Sometimes, the best approach to finding a Craigslist roommate is reverse psychology. A frustrated renter in Seattle was fed up that his standard ad had "done nothing but bring out the crazies," so he decided to "ask for the crazies in the hope that a normal person replies to me." Under this backward logic, the musts for a potential roommate include: "You have enough pets to classify your room as a small zoo," and "You feel the need to explain how your ex screwed you over in your introductory e-mail."
However, as burned out and sardonic as the poster appeared, it seemed like there were some strong potential candidates. He wrote at the end, "To the person who flagged the first post for removal at 3am last night… you're just the type of person I'm looking for! E-mail me and set up a viewing today!"

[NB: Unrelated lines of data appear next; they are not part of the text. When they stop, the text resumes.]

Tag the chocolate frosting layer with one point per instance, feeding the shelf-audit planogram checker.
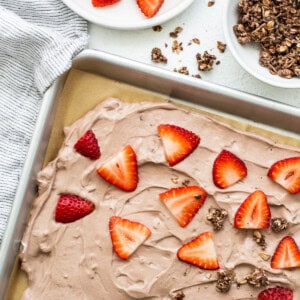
(77, 261)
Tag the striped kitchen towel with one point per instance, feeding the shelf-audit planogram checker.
(38, 39)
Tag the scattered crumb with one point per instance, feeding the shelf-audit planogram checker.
(177, 47)
(205, 61)
(259, 239)
(221, 46)
(225, 280)
(157, 56)
(175, 179)
(217, 217)
(178, 296)
(279, 224)
(257, 279)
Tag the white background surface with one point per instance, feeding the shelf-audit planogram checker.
(198, 21)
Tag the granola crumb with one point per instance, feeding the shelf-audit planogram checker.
(274, 26)
(177, 47)
(174, 179)
(205, 61)
(178, 296)
(225, 280)
(157, 56)
(157, 28)
(217, 217)
(279, 224)
(197, 76)
(221, 46)
(257, 278)
(259, 239)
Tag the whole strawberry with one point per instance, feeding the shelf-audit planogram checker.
(88, 146)
(276, 293)
(70, 208)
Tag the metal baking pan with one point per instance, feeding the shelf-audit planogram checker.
(236, 104)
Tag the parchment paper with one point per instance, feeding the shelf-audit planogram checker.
(81, 93)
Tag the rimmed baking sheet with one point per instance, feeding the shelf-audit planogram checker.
(96, 76)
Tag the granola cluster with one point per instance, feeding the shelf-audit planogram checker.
(279, 224)
(205, 61)
(217, 217)
(275, 26)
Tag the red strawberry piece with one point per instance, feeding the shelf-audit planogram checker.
(228, 169)
(121, 170)
(70, 208)
(276, 293)
(286, 172)
(127, 236)
(184, 202)
(200, 252)
(254, 212)
(286, 255)
(102, 3)
(178, 142)
(88, 146)
(149, 7)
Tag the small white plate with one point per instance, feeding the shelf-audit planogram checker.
(248, 55)
(126, 14)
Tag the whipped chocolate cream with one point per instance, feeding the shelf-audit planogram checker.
(77, 261)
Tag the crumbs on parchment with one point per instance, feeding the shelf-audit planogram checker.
(217, 217)
(225, 280)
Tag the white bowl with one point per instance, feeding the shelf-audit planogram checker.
(126, 14)
(248, 55)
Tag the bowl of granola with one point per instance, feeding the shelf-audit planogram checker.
(264, 38)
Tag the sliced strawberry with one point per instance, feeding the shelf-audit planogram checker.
(254, 212)
(286, 255)
(88, 146)
(150, 7)
(70, 208)
(200, 252)
(184, 202)
(178, 142)
(127, 236)
(121, 170)
(286, 172)
(228, 169)
(102, 3)
(276, 293)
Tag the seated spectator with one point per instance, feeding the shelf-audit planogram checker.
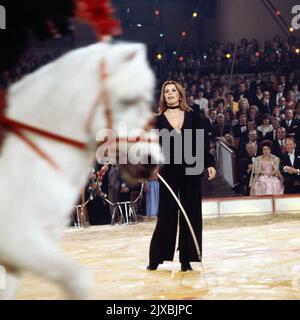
(282, 106)
(220, 128)
(220, 106)
(252, 137)
(257, 97)
(254, 114)
(266, 126)
(291, 100)
(229, 117)
(231, 104)
(279, 142)
(277, 95)
(265, 105)
(275, 112)
(289, 123)
(201, 101)
(241, 93)
(243, 106)
(275, 124)
(265, 176)
(251, 125)
(290, 167)
(240, 127)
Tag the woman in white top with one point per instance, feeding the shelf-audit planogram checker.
(266, 126)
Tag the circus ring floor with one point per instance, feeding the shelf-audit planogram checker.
(249, 257)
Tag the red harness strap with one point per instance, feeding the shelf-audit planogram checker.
(17, 127)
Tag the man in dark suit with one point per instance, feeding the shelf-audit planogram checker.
(220, 128)
(275, 124)
(279, 94)
(278, 144)
(264, 105)
(241, 93)
(289, 123)
(258, 82)
(241, 127)
(290, 167)
(245, 166)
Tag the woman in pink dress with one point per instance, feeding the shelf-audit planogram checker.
(265, 177)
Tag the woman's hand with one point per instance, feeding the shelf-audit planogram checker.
(211, 173)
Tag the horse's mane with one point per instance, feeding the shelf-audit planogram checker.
(46, 19)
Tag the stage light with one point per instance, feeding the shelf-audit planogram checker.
(183, 34)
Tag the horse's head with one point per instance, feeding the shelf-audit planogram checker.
(89, 93)
(126, 102)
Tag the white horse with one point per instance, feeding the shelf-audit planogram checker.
(65, 97)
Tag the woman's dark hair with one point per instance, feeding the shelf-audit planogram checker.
(26, 18)
(266, 116)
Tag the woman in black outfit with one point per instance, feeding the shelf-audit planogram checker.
(176, 115)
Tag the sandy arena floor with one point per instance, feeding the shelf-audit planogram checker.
(251, 257)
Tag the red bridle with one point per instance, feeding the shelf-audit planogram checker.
(18, 128)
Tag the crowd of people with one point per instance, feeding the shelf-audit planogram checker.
(28, 63)
(249, 56)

It should be pretty obvious that it is a bad idea to respond to the Craigslist roommate ads looking for sex (especially when the "Casual Encounters" section is one click away). But in case there was any confusion, this writer made it the most critical of the rules for living with him. A few slots after "Pull your weight, slacker" and "Be polite to your roommates, assface" comes the all-mighty thou-shalt-not-sleep-with-your-roommate.
Most people know this instinctively, as it's not so long since we were all village-dwelling spear-shaking savages. But if the modern mind requires logical arguments, then, for example: if it goes bad, one of you is going to have to move. Duh. And most likely you're just doing it because it's convenient, which indicates you have no life, no friends to fix you up, no social skills to meet someone in the real life you don't have, you can't even get a date on Craig's List, and you are a pathetic loser.
The ad is hysterically ruthless, but at least commonsensical — that is, until the author does a 180 and spends over four paragraphs explaining why "Sleeping With Your Roommate ROCKS!!!" Reasons include because "your warm fuzzy is not messed up by having to pull your pants on and go out into the cold hard world" (I'm still not exactly sure what that means).
So a 25-year-old professional marketing agent doesn't sound like that amazing of a roommate prospect, but this one may actually have the funniest and best Craigslist introduction of all time:
Konichiwa bitches. Are you looking for the most kick-ass fucking roommate that ever lived? If so, look no further.
And he's not exaggerating. In addition to cleaning toilets and making "zucchini and yellow squash carpaccio that will knock your fucking socks off," this guys loves everyone and everything: Vegetarians, Kurt Vonnegut, Tuesdays with Morrie, and "getting baked and listening to Bob Dylan and Pink Floyd." And although he's from Alabama, he's eager to make it clear he is not racist at all.
I love everyone. I'm a secular humanist. I FUCKING LOVE PEOPLE. That's the only requirement to being a secular humanist actually. You have to like other human beings and want to help them for no other reason than they are human regardless of race, religion or sexual preference. WTF?!!!?
He probably loves carpet even more than that other Craigslister.
Really, everyone should kick out their significant other/childhood friend/elderly grandmother to let this dude move in.